RIPUP workflow rapidly identifies 58 succinylation and 31 glutarylation sites, improving histone PTM analysis

Histone post-translational modifications (PTMs) are crucial regulators of gene expression and chromatin dynamics, playing significant roles in both health and disease. Current mass spectrometry-based methods for analyzing histone PTMs are often hampered by inefficient sample preparation workflows, limiting their throughput and comprehensive coverage. This inefficiency creates a bottleneck in rapidly identifying novel epigenetic mechanisms and validating potential therapeutic targets, particularly for less common or negatively charged acylations that are difficult to detect.

Researchers developed RIPUP (Rapid Identification of histone PTMs in Underivatized Peptides), a streamlined multiprotease workflow designed to accelerate histone PTM analysis. They systematically evaluated alternative proteases, Arg-C Ultra and recombinant (r)-Chymotrypsin, under various conditions, including standard derivatization with propionic anhydride and tandem mass tag (TMT) labeling. The RIPUP workflow was applied to HEK293T cells treated with the pan-sirtuin inhibitor nicotinamide at varying doses, and also to frozen-thawed rat hippocampal sections. PTM identification utilized the HiP-Frag computational framework.
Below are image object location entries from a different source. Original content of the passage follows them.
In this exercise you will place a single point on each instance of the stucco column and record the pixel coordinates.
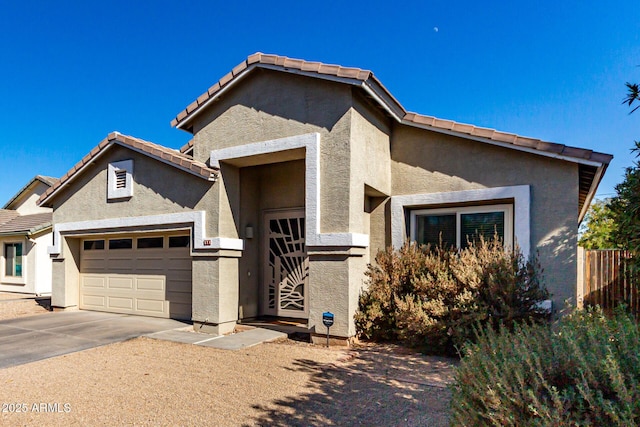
(66, 275)
(335, 281)
(215, 294)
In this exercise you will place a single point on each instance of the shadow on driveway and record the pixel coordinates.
(27, 339)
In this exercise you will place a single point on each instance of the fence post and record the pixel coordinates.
(580, 286)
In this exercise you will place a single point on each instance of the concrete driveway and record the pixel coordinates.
(27, 339)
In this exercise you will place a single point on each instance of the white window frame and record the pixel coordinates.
(520, 194)
(17, 280)
(114, 193)
(507, 209)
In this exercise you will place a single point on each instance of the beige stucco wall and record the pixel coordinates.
(66, 275)
(354, 155)
(36, 265)
(158, 189)
(26, 203)
(270, 105)
(429, 162)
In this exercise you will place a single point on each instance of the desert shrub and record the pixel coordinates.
(432, 297)
(583, 371)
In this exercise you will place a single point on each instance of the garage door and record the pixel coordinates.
(143, 274)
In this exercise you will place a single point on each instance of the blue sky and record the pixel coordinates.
(74, 71)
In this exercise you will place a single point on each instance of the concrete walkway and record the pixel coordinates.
(237, 341)
(27, 339)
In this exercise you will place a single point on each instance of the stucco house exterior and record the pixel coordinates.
(297, 174)
(25, 235)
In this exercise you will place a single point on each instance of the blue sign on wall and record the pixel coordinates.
(327, 319)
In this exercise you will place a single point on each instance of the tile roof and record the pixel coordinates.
(47, 180)
(400, 114)
(7, 215)
(158, 152)
(27, 224)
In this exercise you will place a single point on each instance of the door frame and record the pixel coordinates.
(277, 311)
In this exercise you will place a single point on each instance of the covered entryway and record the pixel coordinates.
(286, 265)
(145, 274)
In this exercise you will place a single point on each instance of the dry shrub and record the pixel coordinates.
(432, 297)
(583, 371)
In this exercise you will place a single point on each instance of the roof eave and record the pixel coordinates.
(592, 191)
(505, 144)
(21, 191)
(110, 141)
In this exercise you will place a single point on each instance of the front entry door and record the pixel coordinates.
(286, 266)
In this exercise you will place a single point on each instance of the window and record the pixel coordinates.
(92, 245)
(120, 180)
(179, 241)
(120, 243)
(13, 259)
(150, 242)
(458, 226)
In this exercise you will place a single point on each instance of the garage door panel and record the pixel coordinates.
(94, 265)
(94, 282)
(150, 283)
(145, 281)
(124, 265)
(151, 306)
(179, 297)
(120, 282)
(148, 263)
(93, 301)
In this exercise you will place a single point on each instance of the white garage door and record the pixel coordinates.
(146, 274)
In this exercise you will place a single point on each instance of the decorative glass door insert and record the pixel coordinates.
(286, 265)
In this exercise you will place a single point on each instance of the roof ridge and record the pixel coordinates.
(157, 151)
(385, 98)
(260, 58)
(506, 137)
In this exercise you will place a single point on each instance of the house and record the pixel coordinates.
(25, 234)
(297, 174)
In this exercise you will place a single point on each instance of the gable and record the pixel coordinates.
(592, 165)
(157, 188)
(163, 155)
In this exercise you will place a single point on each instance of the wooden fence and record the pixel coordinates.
(606, 280)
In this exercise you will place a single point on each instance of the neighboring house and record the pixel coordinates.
(25, 234)
(297, 174)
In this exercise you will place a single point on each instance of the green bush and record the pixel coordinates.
(583, 371)
(433, 297)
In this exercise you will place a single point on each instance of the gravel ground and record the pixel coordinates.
(150, 382)
(15, 305)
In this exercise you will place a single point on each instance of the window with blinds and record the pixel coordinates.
(460, 226)
(13, 259)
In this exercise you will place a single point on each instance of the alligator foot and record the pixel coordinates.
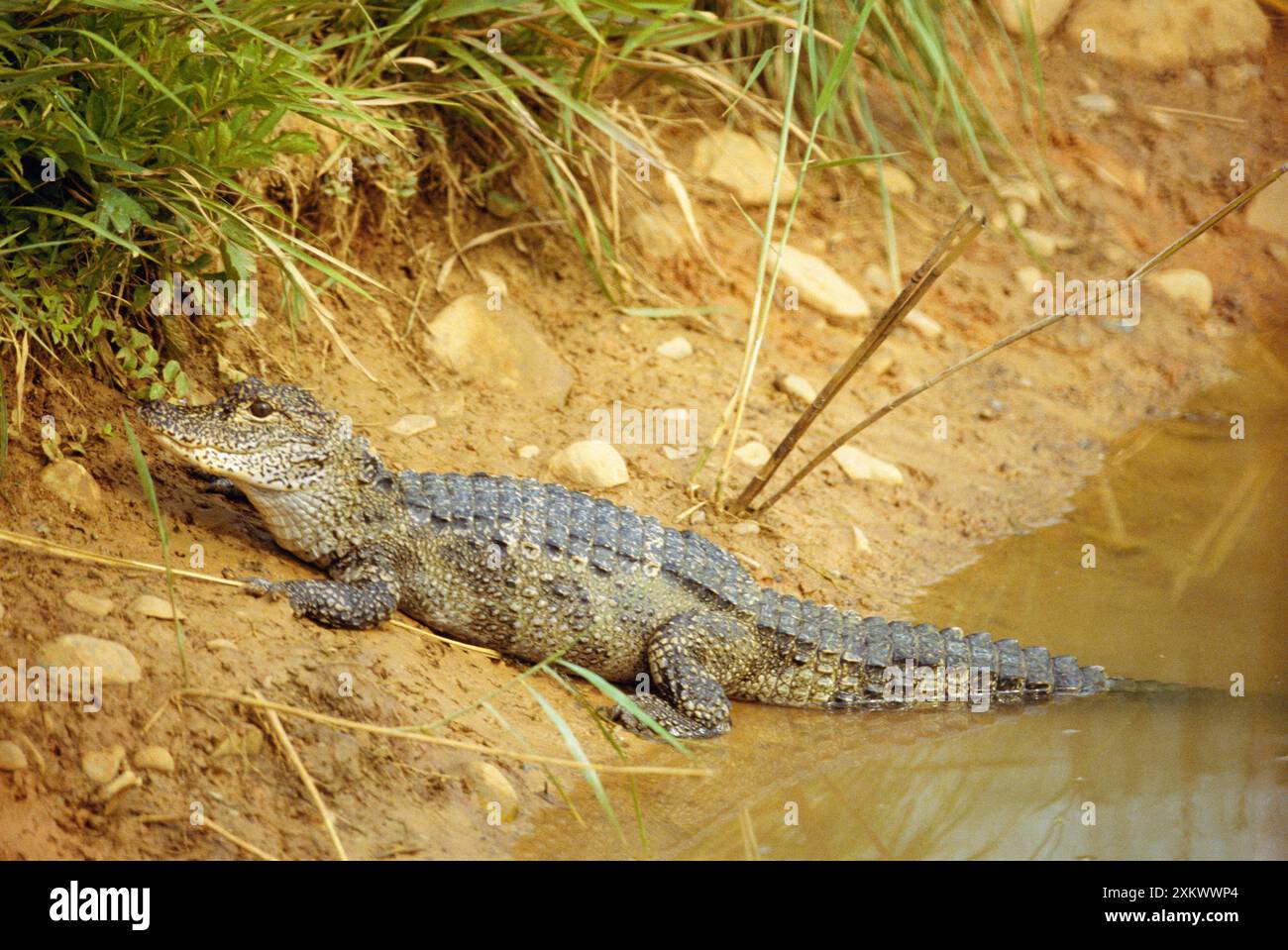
(666, 716)
(211, 484)
(333, 602)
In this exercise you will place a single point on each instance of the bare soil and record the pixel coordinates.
(1005, 468)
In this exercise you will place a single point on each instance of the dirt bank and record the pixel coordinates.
(1021, 430)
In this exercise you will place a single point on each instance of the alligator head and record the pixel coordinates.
(271, 438)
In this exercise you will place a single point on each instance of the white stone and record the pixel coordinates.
(877, 277)
(1044, 14)
(156, 759)
(675, 348)
(897, 180)
(492, 790)
(923, 325)
(859, 467)
(880, 362)
(1096, 103)
(741, 164)
(1028, 277)
(1017, 189)
(1185, 284)
(12, 757)
(590, 464)
(73, 484)
(498, 348)
(820, 286)
(1269, 210)
(798, 387)
(150, 605)
(752, 455)
(1155, 35)
(88, 604)
(412, 425)
(102, 765)
(78, 650)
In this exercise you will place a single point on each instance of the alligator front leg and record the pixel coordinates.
(684, 696)
(359, 605)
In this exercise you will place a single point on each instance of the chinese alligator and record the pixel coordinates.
(529, 568)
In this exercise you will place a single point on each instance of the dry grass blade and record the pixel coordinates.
(1144, 269)
(209, 825)
(949, 248)
(287, 747)
(400, 733)
(51, 547)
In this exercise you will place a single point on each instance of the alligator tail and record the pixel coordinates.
(840, 658)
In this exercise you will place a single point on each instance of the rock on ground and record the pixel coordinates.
(78, 650)
(412, 425)
(156, 759)
(1044, 14)
(1269, 210)
(798, 387)
(12, 757)
(492, 788)
(102, 765)
(88, 604)
(1155, 35)
(926, 326)
(752, 455)
(675, 348)
(820, 286)
(73, 484)
(742, 164)
(859, 467)
(151, 605)
(1185, 284)
(500, 348)
(590, 464)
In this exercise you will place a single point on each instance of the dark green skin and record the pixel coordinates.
(529, 570)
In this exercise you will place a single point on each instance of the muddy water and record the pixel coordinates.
(1188, 585)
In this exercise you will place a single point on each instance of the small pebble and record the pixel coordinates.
(492, 790)
(149, 605)
(590, 464)
(798, 387)
(102, 765)
(923, 325)
(861, 541)
(675, 348)
(88, 604)
(752, 455)
(12, 757)
(1096, 103)
(859, 467)
(156, 759)
(412, 425)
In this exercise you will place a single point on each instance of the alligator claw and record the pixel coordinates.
(259, 587)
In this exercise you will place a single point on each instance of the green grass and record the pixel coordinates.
(141, 468)
(141, 139)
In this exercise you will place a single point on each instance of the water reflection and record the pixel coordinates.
(1186, 527)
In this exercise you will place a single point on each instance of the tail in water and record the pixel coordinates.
(841, 658)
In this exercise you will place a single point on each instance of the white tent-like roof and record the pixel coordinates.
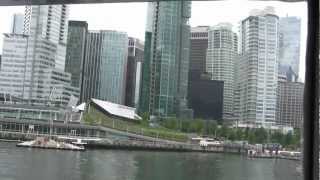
(117, 109)
(81, 107)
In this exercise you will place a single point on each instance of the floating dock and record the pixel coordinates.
(46, 143)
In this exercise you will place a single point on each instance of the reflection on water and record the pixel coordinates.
(30, 164)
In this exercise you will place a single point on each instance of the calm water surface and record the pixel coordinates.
(34, 164)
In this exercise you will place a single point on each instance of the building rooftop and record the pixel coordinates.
(117, 109)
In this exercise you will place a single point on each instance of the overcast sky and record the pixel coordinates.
(131, 17)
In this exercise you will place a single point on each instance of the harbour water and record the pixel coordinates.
(33, 164)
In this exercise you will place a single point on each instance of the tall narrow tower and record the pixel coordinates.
(164, 87)
(258, 68)
(221, 53)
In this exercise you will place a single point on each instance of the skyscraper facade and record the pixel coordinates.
(77, 36)
(17, 24)
(290, 104)
(133, 73)
(198, 49)
(168, 59)
(289, 44)
(258, 69)
(221, 53)
(40, 56)
(105, 65)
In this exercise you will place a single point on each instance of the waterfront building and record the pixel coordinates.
(76, 43)
(33, 63)
(290, 104)
(133, 74)
(289, 44)
(206, 97)
(113, 110)
(167, 48)
(17, 24)
(105, 66)
(198, 49)
(257, 76)
(221, 53)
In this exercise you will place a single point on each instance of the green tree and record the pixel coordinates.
(197, 126)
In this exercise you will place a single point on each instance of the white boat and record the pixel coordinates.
(46, 143)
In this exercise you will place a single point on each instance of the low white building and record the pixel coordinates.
(115, 110)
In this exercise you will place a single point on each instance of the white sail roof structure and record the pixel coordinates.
(117, 109)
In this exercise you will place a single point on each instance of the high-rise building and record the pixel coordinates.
(105, 65)
(257, 76)
(17, 24)
(33, 63)
(198, 49)
(205, 97)
(290, 104)
(289, 44)
(77, 36)
(133, 74)
(164, 87)
(221, 53)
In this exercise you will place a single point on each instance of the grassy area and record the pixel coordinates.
(95, 117)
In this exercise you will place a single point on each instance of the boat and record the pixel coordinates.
(47, 143)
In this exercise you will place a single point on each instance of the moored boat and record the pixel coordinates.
(47, 143)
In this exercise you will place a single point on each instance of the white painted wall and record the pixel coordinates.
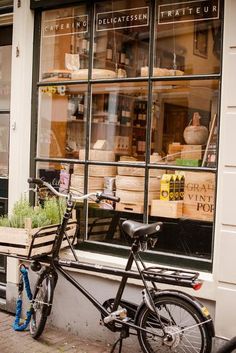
(21, 84)
(20, 120)
(225, 238)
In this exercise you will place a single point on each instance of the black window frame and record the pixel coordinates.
(188, 262)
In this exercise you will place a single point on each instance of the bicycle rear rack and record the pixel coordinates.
(171, 276)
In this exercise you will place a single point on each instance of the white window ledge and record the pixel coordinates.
(208, 290)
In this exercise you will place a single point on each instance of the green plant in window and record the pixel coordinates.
(50, 213)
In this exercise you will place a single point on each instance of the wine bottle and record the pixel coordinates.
(122, 55)
(80, 111)
(109, 51)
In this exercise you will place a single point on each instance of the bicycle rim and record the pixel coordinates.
(183, 325)
(40, 308)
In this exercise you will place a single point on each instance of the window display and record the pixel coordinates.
(129, 95)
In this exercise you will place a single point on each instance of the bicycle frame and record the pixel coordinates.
(117, 313)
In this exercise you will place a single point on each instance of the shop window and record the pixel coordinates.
(184, 122)
(187, 38)
(129, 105)
(62, 121)
(5, 88)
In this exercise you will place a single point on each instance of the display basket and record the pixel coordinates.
(33, 243)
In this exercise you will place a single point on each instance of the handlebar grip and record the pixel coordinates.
(35, 181)
(103, 196)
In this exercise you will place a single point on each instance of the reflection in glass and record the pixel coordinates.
(62, 121)
(4, 144)
(184, 122)
(119, 117)
(121, 43)
(185, 205)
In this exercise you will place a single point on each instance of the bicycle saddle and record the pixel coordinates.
(136, 229)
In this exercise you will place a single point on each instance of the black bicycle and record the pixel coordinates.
(165, 319)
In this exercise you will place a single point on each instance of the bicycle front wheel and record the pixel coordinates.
(40, 306)
(184, 331)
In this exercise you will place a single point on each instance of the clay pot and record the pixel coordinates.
(196, 134)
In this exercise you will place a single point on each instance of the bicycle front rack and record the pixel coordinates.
(171, 276)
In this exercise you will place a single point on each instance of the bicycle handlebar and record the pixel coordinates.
(99, 195)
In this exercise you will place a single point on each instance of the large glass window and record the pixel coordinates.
(129, 96)
(5, 88)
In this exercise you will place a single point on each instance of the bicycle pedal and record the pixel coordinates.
(118, 314)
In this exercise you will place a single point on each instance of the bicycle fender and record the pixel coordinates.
(51, 286)
(201, 309)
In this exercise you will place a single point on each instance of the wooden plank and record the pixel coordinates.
(136, 183)
(199, 196)
(126, 207)
(134, 197)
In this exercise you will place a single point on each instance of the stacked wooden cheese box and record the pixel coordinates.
(130, 186)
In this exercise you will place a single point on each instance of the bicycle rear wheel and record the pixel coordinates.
(41, 306)
(228, 347)
(183, 327)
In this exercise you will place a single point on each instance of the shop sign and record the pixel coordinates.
(65, 25)
(188, 11)
(127, 18)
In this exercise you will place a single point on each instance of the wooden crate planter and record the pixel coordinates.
(31, 243)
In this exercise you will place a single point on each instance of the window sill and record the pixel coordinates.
(208, 290)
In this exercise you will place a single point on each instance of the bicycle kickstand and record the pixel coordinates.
(124, 334)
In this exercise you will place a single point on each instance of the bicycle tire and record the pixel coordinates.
(40, 306)
(228, 347)
(193, 338)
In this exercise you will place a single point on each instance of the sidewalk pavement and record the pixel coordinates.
(52, 340)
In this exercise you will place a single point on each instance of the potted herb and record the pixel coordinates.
(30, 231)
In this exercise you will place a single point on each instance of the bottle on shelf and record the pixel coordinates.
(72, 106)
(123, 119)
(94, 47)
(122, 55)
(109, 50)
(80, 109)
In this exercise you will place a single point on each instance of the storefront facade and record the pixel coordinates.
(139, 100)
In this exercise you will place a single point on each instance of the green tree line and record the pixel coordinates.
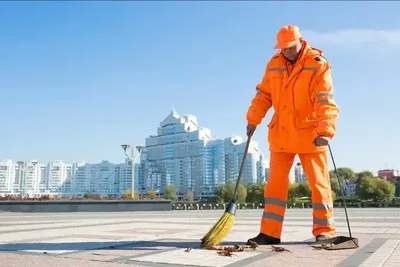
(368, 188)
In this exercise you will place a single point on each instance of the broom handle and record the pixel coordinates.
(241, 168)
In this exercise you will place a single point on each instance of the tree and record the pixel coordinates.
(151, 194)
(333, 195)
(304, 190)
(255, 193)
(376, 189)
(189, 196)
(364, 174)
(334, 182)
(346, 173)
(397, 185)
(170, 192)
(225, 193)
(293, 193)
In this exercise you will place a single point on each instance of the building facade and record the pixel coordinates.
(181, 153)
(185, 155)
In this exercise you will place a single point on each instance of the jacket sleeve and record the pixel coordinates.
(325, 106)
(261, 102)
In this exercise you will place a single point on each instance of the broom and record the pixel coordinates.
(222, 228)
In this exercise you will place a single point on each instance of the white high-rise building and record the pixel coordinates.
(184, 154)
(7, 177)
(300, 176)
(58, 178)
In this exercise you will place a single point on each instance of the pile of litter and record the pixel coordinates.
(229, 250)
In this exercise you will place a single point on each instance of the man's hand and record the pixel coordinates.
(321, 141)
(250, 130)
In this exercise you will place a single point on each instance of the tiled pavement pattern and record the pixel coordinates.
(161, 238)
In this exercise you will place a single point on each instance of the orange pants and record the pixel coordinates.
(315, 166)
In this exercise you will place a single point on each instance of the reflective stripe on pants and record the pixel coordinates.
(316, 169)
(275, 194)
(315, 166)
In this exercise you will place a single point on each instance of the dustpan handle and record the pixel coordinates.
(241, 168)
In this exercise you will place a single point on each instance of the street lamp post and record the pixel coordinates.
(132, 156)
(24, 170)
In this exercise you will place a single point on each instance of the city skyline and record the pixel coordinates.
(182, 153)
(82, 78)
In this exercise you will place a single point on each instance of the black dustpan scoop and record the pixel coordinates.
(337, 243)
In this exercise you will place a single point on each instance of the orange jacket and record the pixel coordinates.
(302, 97)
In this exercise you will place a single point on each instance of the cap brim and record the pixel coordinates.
(284, 45)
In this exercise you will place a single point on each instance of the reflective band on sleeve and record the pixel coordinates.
(324, 94)
(275, 201)
(318, 206)
(310, 68)
(328, 221)
(325, 101)
(277, 69)
(272, 216)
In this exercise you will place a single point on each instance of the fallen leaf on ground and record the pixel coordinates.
(253, 244)
(225, 253)
(279, 249)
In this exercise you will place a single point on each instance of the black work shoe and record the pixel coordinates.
(322, 237)
(263, 239)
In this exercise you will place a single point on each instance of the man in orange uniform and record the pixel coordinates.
(297, 83)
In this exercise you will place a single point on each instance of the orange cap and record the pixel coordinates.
(287, 36)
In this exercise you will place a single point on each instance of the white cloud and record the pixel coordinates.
(351, 37)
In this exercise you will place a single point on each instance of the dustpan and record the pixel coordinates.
(338, 242)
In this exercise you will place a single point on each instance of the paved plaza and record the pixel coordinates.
(163, 238)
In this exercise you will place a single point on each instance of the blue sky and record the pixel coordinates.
(77, 79)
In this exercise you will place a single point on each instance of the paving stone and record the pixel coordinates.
(160, 238)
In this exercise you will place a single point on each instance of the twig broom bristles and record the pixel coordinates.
(223, 227)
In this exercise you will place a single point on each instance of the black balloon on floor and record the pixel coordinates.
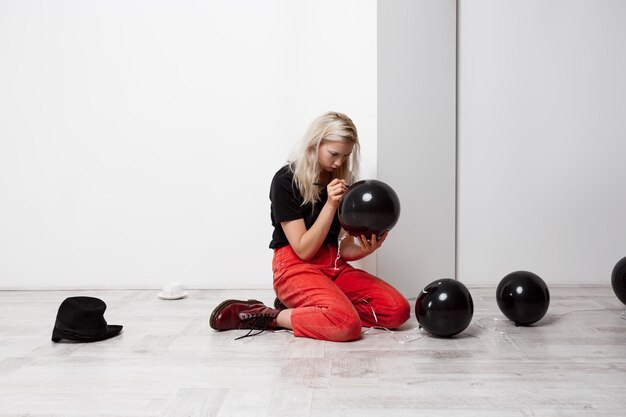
(444, 307)
(369, 207)
(618, 280)
(523, 297)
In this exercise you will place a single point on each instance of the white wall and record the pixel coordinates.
(138, 139)
(542, 139)
(416, 138)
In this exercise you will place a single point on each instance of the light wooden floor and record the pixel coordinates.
(167, 362)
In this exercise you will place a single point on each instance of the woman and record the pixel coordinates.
(321, 295)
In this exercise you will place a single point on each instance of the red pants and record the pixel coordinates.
(333, 304)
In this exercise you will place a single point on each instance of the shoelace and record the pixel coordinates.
(258, 322)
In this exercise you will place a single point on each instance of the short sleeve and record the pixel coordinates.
(286, 200)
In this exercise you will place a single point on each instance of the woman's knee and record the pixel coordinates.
(348, 329)
(396, 313)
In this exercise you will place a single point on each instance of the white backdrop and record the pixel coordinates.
(541, 139)
(138, 140)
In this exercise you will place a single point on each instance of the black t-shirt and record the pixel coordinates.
(287, 205)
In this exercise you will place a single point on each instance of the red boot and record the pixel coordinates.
(239, 314)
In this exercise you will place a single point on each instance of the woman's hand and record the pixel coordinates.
(352, 251)
(336, 190)
(369, 245)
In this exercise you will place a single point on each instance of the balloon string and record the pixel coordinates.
(341, 238)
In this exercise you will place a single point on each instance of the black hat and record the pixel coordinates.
(82, 319)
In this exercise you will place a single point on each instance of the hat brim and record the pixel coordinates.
(111, 331)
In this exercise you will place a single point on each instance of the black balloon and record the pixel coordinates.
(618, 280)
(369, 207)
(523, 297)
(444, 307)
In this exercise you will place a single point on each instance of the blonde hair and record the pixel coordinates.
(329, 127)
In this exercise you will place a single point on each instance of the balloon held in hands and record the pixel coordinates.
(369, 207)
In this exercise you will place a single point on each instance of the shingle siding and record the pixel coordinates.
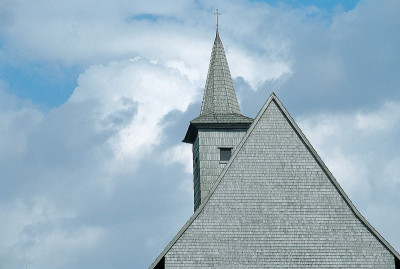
(274, 208)
(207, 147)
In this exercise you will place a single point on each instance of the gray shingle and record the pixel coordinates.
(276, 205)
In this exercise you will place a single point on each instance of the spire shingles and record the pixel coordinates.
(219, 94)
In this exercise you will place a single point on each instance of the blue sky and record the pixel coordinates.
(96, 96)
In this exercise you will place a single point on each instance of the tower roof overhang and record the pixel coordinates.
(216, 121)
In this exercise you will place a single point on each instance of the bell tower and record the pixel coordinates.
(219, 128)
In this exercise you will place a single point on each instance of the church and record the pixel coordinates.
(263, 198)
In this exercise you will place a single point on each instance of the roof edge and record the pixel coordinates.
(297, 129)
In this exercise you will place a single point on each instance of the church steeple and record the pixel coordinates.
(219, 128)
(219, 94)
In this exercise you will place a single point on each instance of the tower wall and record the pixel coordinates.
(206, 158)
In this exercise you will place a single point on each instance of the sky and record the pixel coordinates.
(96, 96)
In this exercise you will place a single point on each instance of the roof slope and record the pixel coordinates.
(276, 204)
(219, 94)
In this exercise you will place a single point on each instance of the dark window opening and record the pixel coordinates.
(225, 154)
(160, 264)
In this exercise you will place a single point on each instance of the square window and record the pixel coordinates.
(225, 154)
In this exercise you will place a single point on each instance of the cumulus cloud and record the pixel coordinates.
(78, 153)
(360, 149)
(102, 179)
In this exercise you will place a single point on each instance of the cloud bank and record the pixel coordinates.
(103, 181)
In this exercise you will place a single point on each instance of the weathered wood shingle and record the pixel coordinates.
(276, 205)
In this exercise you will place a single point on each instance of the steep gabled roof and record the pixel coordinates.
(219, 94)
(241, 159)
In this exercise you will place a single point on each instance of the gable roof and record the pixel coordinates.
(321, 164)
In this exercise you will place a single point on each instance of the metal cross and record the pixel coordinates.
(217, 13)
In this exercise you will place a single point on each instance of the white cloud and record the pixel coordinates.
(96, 161)
(35, 235)
(361, 151)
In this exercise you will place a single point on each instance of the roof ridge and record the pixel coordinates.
(296, 128)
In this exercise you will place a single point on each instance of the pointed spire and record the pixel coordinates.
(219, 93)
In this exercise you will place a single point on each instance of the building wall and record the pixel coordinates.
(206, 149)
(276, 208)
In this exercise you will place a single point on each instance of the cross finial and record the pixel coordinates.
(217, 13)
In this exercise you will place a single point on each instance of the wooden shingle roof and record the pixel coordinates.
(276, 203)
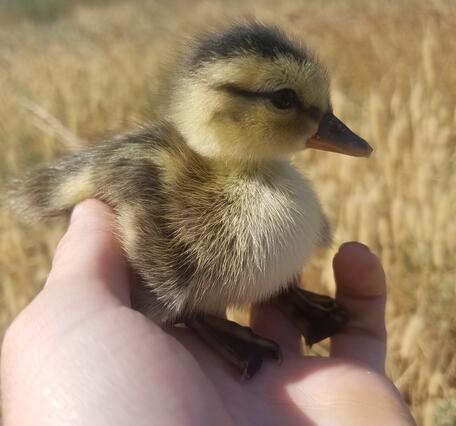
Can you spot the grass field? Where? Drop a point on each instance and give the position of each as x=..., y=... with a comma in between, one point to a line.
x=99, y=68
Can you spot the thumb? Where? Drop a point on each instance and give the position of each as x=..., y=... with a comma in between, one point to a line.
x=89, y=259
x=361, y=289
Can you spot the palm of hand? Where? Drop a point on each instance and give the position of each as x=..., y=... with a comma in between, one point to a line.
x=79, y=355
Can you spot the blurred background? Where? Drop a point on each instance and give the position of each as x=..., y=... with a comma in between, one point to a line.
x=73, y=71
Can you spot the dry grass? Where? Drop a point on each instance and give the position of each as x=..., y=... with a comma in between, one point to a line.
x=96, y=69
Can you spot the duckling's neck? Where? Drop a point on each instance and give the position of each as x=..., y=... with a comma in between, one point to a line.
x=249, y=166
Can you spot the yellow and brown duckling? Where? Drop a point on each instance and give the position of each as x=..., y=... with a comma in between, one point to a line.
x=209, y=210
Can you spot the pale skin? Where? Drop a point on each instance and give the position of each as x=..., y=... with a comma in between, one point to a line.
x=79, y=355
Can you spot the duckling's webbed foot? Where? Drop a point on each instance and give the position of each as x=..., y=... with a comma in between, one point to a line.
x=237, y=344
x=316, y=316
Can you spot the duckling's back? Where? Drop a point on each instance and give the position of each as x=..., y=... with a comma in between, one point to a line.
x=201, y=235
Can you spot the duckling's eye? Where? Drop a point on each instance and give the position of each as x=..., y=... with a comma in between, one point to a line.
x=284, y=99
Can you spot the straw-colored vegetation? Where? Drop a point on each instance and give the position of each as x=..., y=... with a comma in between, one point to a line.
x=95, y=68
The RIPUP workflow significantly reduced sample preparation time to just hours while enhancing PTM coverage and quantitative accuracy. > Arg-C Ultra with TMT labeling achieved superior total PTM detection compared to traditional Trypsin-based approaches. The study revealed that TMT's tertiary amine provides crucial charge compensation, rescuing the ionization of negatively charged acylations. This led to the discovery of 58 succinylation and 31 glutarylation sites, termed a "dark epigenome," which were largely undetected by propionylation-based methods. Complementary digestion with Arg-C Ultra and r-Chymotrypsin provided orthogonal sequence coverage, enabling detection of PTMs in H2A variants, linker histones, and regions poorly represented by arginine-specific cleavage alone. In HEK293T cells, RIPUP quantified 112 statistically significant peptidoforms (adj p < 0.05) following nicotinamide treatment, with 88 increasing and 24 decreasing in a dose-dependent manner. Application to rat hippocampal sections within a 3 h workflow identified >200 PTMs, including H3 K27/K36/K37 methylation, H4 N-terminal acetylation, and H2A K118/K119 ubiquitination.